Purpose: Population level tracking of post-stroke functional outcomes is critical to guide interventions that reduce the burden of stroke-related disability. However, functional outcomes are often missing or documented in unstructured notes. We developed a natural language processing (NLP) model that reads electronic health records (EHR) notes to automatically determine the modified Rankin Scale (mRS).

Method: We included consecutive patients (⩾18 years) with acute stroke admitted to our center (2015-2024). mRS scores were obtained from the Get With the Guidelines registry and clinical notes (if documented), and used as the gold standard to compare against NLP-generated scores. We used text-based features from notes, along with age, sex, discharge status, and outpatient follow-up to train a logistic regression for prediction of good (0-2) versus poor (3-6) mRS, and a linear regression for the full range of mRS scores. The models were trained for prediction of mRS at hospital discharge and post-discharge. The models were externally validated in a dataset of patients with brain injuries from a different healthcare center.
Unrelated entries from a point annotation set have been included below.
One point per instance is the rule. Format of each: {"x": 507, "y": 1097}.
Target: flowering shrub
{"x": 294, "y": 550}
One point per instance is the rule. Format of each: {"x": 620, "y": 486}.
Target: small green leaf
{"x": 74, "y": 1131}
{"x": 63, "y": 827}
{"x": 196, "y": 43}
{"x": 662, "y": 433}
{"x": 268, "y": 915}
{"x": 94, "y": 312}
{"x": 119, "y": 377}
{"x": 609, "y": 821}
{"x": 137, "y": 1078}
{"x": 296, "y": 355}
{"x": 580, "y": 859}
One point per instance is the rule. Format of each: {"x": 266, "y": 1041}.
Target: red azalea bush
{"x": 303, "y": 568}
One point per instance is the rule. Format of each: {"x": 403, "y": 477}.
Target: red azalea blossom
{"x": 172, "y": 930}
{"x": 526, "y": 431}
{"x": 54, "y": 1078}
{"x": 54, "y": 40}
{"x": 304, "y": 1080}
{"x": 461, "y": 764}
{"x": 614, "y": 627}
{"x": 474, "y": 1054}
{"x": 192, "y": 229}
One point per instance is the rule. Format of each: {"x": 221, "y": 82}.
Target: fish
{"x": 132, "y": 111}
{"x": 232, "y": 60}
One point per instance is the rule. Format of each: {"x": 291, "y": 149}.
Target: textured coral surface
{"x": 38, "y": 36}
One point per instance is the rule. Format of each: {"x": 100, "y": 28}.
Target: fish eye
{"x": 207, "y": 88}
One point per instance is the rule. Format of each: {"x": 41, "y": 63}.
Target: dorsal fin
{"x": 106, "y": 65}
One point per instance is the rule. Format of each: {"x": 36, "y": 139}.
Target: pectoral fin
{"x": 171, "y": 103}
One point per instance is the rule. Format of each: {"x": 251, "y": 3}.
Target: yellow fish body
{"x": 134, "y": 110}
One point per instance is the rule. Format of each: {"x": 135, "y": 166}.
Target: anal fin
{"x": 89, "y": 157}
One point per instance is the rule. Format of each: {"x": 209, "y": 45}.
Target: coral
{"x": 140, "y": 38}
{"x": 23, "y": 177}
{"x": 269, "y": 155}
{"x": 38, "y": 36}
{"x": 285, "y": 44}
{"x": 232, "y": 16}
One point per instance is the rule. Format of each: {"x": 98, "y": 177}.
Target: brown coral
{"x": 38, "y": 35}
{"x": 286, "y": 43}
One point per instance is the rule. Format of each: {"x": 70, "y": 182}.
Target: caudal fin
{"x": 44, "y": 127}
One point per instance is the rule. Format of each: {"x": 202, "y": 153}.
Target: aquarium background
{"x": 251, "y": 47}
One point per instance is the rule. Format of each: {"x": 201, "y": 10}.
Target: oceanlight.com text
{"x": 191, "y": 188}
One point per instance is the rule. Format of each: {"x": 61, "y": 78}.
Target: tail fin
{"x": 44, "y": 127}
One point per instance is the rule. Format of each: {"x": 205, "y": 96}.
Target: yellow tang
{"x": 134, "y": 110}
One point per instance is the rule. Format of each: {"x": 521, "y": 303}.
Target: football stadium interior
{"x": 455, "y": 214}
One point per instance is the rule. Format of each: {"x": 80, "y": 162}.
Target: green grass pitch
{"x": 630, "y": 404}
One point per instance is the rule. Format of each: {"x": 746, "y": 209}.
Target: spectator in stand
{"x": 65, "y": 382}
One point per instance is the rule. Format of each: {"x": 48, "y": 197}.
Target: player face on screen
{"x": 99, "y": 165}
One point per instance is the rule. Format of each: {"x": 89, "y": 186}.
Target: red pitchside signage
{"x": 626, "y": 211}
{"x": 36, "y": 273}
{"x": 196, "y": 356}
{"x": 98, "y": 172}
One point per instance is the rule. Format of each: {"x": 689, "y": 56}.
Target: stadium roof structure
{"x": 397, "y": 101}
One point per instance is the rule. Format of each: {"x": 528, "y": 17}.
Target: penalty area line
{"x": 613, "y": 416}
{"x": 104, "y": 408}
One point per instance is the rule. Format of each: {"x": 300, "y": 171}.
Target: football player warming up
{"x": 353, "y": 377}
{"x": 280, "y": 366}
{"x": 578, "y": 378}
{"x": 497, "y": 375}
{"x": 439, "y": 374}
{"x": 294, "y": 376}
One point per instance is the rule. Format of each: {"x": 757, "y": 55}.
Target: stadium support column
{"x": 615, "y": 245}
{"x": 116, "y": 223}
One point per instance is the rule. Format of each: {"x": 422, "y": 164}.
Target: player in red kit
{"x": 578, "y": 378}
Findings: We included 5307 patients, 5006 in train and test and 301 in validation; average age was 69 (SD 15) and 65 (SD 17) years, respectively; 47% female. The logistic regression achieved an area under the receiver operating curve (AUROC) of 0.94 [CI 0.93-0.95] (test) and 0.94 [0.91-0.96] (validation), and the linear model a root mean squared error (RMSE) of 0.91 [0.87-0.94] (test) and 1.17 [1.06-1.28] (validation).

Discussion And Conclusion: The NLP-based model is suitable for use in large-scale phenotyping of stroke functional outcomes and population health research.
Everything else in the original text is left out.